The other major gotcha, hinted at in the presentation I linked to, is that the host and the target distros must match exactly. If you have different library versions on each then you are headed for problems.
This can be tricky even when the distros match. At time of writing debian wheezy uses libc6-dev 2.13 on amd64 but emdebian wheezy uses libc6-dev-armel-cross 2.11 for the cross-compiler. The header files are different enough to cause builds to fail. To get matching headers I had to change to emdebian sid, which currently has libc6-dev-armel-cross 2.13.
An alternative, also hinted at in the presentation, is to set up a "tools" distro. This is a directory with a complete host-arch distribution, matching perfectly the target's distro except for the architecture. It seems the idea there is to create a controlled single-purpose environment, instead of just sharing the host's tools.
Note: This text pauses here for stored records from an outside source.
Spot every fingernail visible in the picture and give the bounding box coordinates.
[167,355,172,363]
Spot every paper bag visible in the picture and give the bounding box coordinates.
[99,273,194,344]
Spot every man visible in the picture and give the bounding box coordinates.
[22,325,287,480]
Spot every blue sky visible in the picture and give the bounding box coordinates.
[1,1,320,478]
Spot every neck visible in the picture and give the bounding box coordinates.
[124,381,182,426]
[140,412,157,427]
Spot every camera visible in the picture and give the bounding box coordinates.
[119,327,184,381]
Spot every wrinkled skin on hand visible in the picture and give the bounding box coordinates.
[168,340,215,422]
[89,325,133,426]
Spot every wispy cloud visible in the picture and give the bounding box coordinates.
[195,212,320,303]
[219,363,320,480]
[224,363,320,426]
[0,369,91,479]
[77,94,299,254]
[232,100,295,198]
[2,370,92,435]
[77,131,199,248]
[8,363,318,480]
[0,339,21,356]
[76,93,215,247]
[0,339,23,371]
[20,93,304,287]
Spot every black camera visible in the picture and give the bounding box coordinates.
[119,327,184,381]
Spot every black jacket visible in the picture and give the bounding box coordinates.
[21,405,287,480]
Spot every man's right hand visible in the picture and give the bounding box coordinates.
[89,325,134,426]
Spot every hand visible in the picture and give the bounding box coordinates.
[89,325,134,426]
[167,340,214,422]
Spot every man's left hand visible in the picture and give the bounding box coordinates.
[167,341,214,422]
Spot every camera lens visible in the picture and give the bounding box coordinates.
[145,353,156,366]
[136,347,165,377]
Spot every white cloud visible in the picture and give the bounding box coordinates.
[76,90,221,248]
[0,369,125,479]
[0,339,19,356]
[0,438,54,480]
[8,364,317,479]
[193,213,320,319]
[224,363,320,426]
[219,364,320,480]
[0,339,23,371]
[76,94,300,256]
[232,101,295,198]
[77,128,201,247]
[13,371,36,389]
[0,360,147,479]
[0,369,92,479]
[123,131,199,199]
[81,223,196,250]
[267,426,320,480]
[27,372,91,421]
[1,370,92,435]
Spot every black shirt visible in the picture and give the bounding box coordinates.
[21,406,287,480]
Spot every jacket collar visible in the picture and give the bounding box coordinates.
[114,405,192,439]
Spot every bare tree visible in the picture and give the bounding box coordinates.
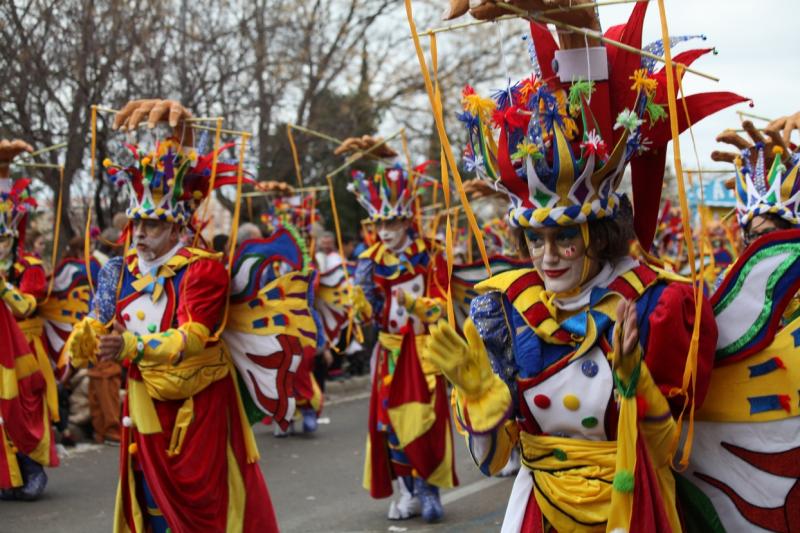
[0,0,513,240]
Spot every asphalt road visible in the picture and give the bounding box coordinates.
[1,391,513,532]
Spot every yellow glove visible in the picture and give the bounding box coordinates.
[0,280,37,318]
[349,285,372,321]
[401,291,443,324]
[427,318,511,432]
[118,321,211,366]
[65,318,105,368]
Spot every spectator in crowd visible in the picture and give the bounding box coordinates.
[237,222,262,245]
[212,233,229,254]
[26,230,47,259]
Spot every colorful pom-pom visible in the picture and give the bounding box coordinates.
[613,469,635,493]
[102,158,113,168]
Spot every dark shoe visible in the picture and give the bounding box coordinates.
[15,455,47,501]
[301,408,318,433]
[414,477,443,523]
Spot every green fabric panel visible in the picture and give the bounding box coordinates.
[237,372,267,425]
[674,472,726,533]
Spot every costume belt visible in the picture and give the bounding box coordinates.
[127,342,233,457]
[519,431,616,532]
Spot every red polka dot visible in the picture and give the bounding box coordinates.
[389,319,398,328]
[533,394,551,409]
[122,313,130,322]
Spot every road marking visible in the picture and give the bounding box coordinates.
[326,391,371,406]
[442,476,508,506]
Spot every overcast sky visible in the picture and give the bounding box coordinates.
[598,0,798,173]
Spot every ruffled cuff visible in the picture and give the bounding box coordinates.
[1,283,37,318]
[405,295,444,324]
[66,317,107,368]
[120,321,211,366]
[453,374,513,434]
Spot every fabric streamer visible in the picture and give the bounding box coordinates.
[405,0,492,279]
[85,106,98,295]
[287,125,304,187]
[656,0,704,468]
[326,173,356,343]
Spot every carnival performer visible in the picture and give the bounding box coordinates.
[0,139,60,501]
[66,99,316,532]
[256,180,326,436]
[684,114,800,532]
[712,118,800,247]
[423,2,747,530]
[344,146,457,523]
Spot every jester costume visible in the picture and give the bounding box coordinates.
[258,184,325,433]
[684,130,800,532]
[67,135,317,532]
[0,177,59,500]
[348,163,458,522]
[431,4,747,531]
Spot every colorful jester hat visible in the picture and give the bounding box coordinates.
[458,2,746,247]
[347,163,417,221]
[103,137,245,225]
[733,144,800,228]
[259,192,319,236]
[0,178,36,238]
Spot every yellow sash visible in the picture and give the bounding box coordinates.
[520,432,616,533]
[128,342,258,462]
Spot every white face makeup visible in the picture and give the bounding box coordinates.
[526,225,591,293]
[133,220,179,263]
[377,219,410,252]
[0,235,13,262]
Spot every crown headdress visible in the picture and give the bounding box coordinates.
[104,137,245,225]
[459,3,745,245]
[347,163,417,221]
[734,145,800,228]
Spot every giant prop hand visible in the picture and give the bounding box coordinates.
[712,120,790,169]
[766,111,800,148]
[113,99,194,146]
[0,139,33,179]
[334,135,398,159]
[442,0,602,47]
[427,318,511,432]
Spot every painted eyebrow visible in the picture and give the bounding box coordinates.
[556,227,580,239]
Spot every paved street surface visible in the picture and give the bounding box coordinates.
[1,389,513,532]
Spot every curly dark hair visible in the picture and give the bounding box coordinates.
[744,213,794,233]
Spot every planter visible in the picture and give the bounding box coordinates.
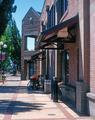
[44,80,51,93]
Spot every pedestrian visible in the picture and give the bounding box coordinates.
[2,71,6,84]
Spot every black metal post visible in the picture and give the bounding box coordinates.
[51,77,54,99]
[52,76,58,102]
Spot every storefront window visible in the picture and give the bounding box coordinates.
[61,50,69,85]
[65,51,69,84]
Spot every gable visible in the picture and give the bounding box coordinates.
[22,7,40,37]
[22,7,40,24]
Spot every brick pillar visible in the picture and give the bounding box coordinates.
[55,49,61,80]
[87,0,95,117]
[44,50,51,93]
[76,0,90,114]
[21,36,27,80]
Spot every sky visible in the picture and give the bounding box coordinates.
[13,0,44,50]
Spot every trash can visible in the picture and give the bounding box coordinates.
[52,77,58,102]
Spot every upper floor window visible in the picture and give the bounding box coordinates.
[47,5,55,29]
[56,0,68,23]
[50,5,55,27]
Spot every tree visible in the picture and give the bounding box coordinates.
[0,0,16,37]
[1,18,21,71]
[10,19,21,69]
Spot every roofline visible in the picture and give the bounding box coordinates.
[40,0,46,16]
[22,7,40,22]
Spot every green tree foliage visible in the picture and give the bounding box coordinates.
[0,0,16,37]
[9,19,21,68]
[1,18,21,71]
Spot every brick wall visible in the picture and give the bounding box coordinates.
[90,0,95,93]
[78,0,90,86]
[64,43,78,86]
[77,0,90,114]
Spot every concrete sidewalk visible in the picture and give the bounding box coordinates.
[0,75,93,120]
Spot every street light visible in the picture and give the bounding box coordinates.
[0,41,7,74]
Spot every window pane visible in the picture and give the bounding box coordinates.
[27,37,35,51]
[64,0,68,11]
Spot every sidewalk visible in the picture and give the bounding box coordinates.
[0,75,93,120]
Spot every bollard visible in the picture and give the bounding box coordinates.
[51,78,54,99]
[53,77,58,102]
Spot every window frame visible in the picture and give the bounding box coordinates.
[56,0,68,23]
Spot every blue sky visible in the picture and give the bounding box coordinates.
[13,0,44,50]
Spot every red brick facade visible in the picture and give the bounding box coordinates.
[38,0,91,115]
[21,0,95,116]
[87,0,95,117]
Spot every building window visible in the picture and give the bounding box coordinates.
[61,50,69,85]
[56,0,68,23]
[65,51,69,85]
[47,5,55,29]
[51,5,55,27]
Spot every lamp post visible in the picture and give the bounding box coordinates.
[0,41,7,75]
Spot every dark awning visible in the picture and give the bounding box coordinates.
[31,50,45,60]
[38,15,79,50]
[39,15,79,41]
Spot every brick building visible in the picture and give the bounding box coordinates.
[87,0,95,117]
[36,0,95,116]
[21,7,40,80]
[21,0,95,116]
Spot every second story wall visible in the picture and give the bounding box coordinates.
[40,0,54,32]
[40,0,78,33]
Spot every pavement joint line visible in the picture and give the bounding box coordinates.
[3,81,22,120]
[10,118,74,120]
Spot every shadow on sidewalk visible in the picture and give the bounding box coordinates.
[0,86,27,93]
[0,86,44,94]
[0,99,45,115]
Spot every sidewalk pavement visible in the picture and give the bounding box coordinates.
[0,75,94,120]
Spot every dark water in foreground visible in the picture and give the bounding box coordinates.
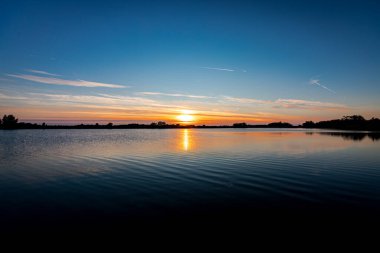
[0,129,379,231]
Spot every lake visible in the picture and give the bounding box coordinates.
[0,129,379,231]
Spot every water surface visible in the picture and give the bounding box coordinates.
[1,129,379,230]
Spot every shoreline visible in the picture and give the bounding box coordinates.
[1,126,380,133]
[2,114,380,131]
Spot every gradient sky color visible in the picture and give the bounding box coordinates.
[1,0,379,125]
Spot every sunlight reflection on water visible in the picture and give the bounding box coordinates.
[0,128,379,229]
[182,129,189,151]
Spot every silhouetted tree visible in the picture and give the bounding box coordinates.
[342,115,365,121]
[368,117,380,131]
[233,122,247,128]
[302,121,315,128]
[2,114,18,129]
[157,121,167,126]
[314,115,364,130]
[267,122,293,128]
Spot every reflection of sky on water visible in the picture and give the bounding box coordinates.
[0,128,379,227]
[1,129,378,162]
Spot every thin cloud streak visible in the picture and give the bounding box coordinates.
[25,93,190,113]
[221,96,346,110]
[201,67,235,72]
[26,69,61,76]
[1,89,352,124]
[138,91,213,99]
[275,99,345,110]
[0,92,29,100]
[222,96,270,104]
[309,79,336,94]
[30,93,156,106]
[7,74,127,88]
[3,92,278,121]
[201,67,247,73]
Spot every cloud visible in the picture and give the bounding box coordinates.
[7,74,127,88]
[221,96,346,110]
[309,79,336,94]
[12,92,268,118]
[221,96,270,104]
[0,92,28,100]
[26,69,60,76]
[138,91,213,99]
[275,99,345,110]
[201,67,247,73]
[1,89,352,125]
[202,67,235,72]
[30,93,155,105]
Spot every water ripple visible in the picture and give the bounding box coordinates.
[0,129,379,227]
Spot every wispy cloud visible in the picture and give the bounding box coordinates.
[0,92,28,100]
[309,79,336,94]
[26,69,60,76]
[7,74,127,88]
[1,89,353,124]
[28,93,279,121]
[30,93,155,105]
[275,99,345,110]
[221,96,346,110]
[202,67,236,72]
[138,91,213,99]
[221,96,270,104]
[202,66,248,72]
[0,77,13,82]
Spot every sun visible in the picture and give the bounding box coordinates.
[176,110,195,123]
[177,114,194,122]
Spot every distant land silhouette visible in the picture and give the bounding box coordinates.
[1,114,380,131]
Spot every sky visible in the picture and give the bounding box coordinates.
[1,0,379,125]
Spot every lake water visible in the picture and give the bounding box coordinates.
[1,129,379,231]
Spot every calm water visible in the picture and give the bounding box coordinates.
[1,129,379,230]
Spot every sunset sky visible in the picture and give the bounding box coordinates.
[1,0,379,125]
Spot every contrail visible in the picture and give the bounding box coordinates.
[202,67,235,72]
[201,67,248,73]
[309,79,336,94]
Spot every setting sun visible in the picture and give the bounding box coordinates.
[176,110,195,123]
[177,114,194,122]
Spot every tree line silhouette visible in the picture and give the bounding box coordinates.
[302,115,380,131]
[1,115,18,129]
[1,114,379,131]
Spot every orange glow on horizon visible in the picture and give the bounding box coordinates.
[176,110,196,123]
[3,104,358,126]
[177,114,195,122]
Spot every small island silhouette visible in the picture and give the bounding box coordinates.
[1,114,380,131]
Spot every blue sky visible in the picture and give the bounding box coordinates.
[1,0,379,124]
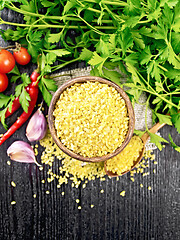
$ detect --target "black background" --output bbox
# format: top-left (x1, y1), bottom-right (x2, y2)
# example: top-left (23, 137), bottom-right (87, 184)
top-left (0, 7), bottom-right (179, 240)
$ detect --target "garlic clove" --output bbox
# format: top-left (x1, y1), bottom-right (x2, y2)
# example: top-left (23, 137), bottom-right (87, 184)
top-left (7, 141), bottom-right (41, 166)
top-left (26, 108), bottom-right (47, 142)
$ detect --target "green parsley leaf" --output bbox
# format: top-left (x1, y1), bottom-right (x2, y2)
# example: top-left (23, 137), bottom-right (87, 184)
top-left (0, 94), bottom-right (11, 108)
top-left (148, 132), bottom-right (168, 150)
top-left (103, 68), bottom-right (122, 86)
top-left (9, 65), bottom-right (20, 76)
top-left (117, 28), bottom-right (134, 56)
top-left (45, 49), bottom-right (71, 57)
top-left (139, 47), bottom-right (152, 65)
top-left (171, 112), bottom-right (180, 133)
top-left (41, 77), bottom-right (57, 92)
top-left (48, 32), bottom-right (62, 43)
top-left (21, 73), bottom-right (31, 86)
top-left (38, 79), bottom-right (53, 106)
top-left (0, 108), bottom-right (8, 129)
top-left (155, 113), bottom-right (172, 125)
top-left (168, 134), bottom-right (180, 152)
top-left (134, 129), bottom-right (146, 138)
top-left (79, 48), bottom-right (93, 61)
top-left (15, 84), bottom-right (23, 98)
top-left (19, 87), bottom-right (31, 113)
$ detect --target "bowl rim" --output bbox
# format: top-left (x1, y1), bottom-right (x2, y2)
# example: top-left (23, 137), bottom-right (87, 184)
top-left (48, 76), bottom-right (135, 163)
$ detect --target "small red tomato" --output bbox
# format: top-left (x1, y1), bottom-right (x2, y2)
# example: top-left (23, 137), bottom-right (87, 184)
top-left (0, 73), bottom-right (8, 92)
top-left (13, 47), bottom-right (31, 65)
top-left (0, 50), bottom-right (15, 73)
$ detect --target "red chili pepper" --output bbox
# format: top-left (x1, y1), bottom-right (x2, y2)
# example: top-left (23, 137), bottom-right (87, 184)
top-left (1, 72), bottom-right (40, 120)
top-left (4, 97), bottom-right (21, 118)
top-left (0, 71), bottom-right (40, 145)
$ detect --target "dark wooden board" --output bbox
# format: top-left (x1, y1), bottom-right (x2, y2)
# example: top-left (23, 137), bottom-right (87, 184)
top-left (0, 7), bottom-right (179, 240)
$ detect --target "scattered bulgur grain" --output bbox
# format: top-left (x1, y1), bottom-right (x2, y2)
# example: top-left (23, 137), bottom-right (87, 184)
top-left (91, 205), bottom-right (94, 208)
top-left (130, 177), bottom-right (135, 182)
top-left (140, 184), bottom-right (143, 188)
top-left (100, 189), bottom-right (104, 193)
top-left (11, 201), bottom-right (16, 205)
top-left (41, 180), bottom-right (45, 183)
top-left (40, 130), bottom-right (106, 188)
top-left (78, 206), bottom-right (81, 210)
top-left (34, 148), bottom-right (38, 156)
top-left (46, 191), bottom-right (50, 194)
top-left (39, 127), bottom-right (156, 192)
top-left (7, 161), bottom-right (11, 165)
top-left (53, 81), bottom-right (129, 157)
top-left (61, 192), bottom-right (65, 196)
top-left (154, 161), bottom-right (158, 165)
top-left (148, 186), bottom-right (152, 190)
top-left (39, 166), bottom-right (43, 171)
top-left (11, 181), bottom-right (16, 187)
top-left (76, 199), bottom-right (80, 203)
top-left (153, 169), bottom-right (156, 173)
top-left (120, 191), bottom-right (126, 197)
top-left (33, 194), bottom-right (37, 198)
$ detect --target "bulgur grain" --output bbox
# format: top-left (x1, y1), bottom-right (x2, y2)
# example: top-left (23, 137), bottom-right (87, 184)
top-left (53, 81), bottom-right (129, 157)
top-left (120, 191), bottom-right (125, 196)
top-left (11, 181), bottom-right (16, 187)
top-left (106, 135), bottom-right (144, 175)
top-left (39, 128), bottom-right (156, 192)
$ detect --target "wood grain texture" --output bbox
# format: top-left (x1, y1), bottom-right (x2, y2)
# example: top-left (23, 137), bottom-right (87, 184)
top-left (0, 7), bottom-right (180, 240)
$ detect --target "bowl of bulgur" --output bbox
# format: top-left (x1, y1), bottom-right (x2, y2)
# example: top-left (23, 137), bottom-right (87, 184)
top-left (48, 76), bottom-right (135, 162)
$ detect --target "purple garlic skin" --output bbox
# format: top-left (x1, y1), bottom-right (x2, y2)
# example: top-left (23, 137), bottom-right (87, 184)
top-left (26, 108), bottom-right (47, 142)
top-left (7, 141), bottom-right (36, 163)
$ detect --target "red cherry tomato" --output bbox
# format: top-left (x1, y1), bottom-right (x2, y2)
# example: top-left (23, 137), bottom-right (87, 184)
top-left (13, 47), bottom-right (31, 65)
top-left (0, 73), bottom-right (8, 92)
top-left (0, 50), bottom-right (15, 73)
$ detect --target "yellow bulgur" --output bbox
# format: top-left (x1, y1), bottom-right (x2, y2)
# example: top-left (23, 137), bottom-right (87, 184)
top-left (39, 128), bottom-right (156, 192)
top-left (106, 135), bottom-right (144, 175)
top-left (40, 130), bottom-right (106, 187)
top-left (53, 81), bottom-right (129, 157)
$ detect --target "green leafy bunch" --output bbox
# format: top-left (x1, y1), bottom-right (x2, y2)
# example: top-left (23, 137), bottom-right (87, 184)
top-left (0, 0), bottom-right (180, 150)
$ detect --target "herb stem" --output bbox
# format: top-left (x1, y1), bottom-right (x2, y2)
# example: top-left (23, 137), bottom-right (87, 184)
top-left (83, 0), bottom-right (127, 6)
top-left (77, 15), bottom-right (105, 35)
top-left (0, 19), bottom-right (117, 30)
top-left (51, 58), bottom-right (80, 71)
top-left (5, 3), bottom-right (117, 26)
top-left (135, 86), bottom-right (179, 109)
top-left (145, 96), bottom-right (150, 131)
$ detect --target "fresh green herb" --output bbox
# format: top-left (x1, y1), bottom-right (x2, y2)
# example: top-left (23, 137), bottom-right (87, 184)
top-left (0, 0), bottom-right (179, 149)
top-left (148, 132), bottom-right (168, 151)
top-left (169, 134), bottom-right (180, 152)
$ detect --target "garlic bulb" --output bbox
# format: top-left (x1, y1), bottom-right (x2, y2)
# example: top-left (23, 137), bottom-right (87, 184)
top-left (26, 108), bottom-right (47, 142)
top-left (7, 141), bottom-right (41, 166)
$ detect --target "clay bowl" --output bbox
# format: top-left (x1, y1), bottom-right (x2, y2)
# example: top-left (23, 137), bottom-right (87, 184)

Maybe that's a cleaner path, especially if it lets you sandbox a stable distro release with predictable versions.
(Extended Rant, Feel Free to Ignore)
The header-mismatch problem seems to be caused because programs compiled under sb2 can search for headers in both the host directory /usr/include/, and also in the cross-compiler directory (ie /usr/arm-linux-gnueabi/include/), -and- in the target rootfs directory.
Exactly which header file gets chosen for which purpose seems to be somewhat haphazard - in the example I saw, a
#include <fcntl.h> was pulling in /usr/include/fcntl.h which was then pulling /usr/arm-linux-gnueabi/include/bits/stat.h.
I haven't dug deep enough into sb2 to see what's really going on here with gcc include paths, but it seems like it should be possible to workaround this and ignore the host's headers entirely - in favour of the cross-compiler headers & those installed in the target rootfs.
However, passing these paths explicitly is exactly the kind of drudgery that sb2 tries to avoid with its "magic", so at this stage I'm leaving it - my program compiles & links, so that's good enough for now. If I end up having to explicitly set everything then I may as well create a conventional cross-compiler environment.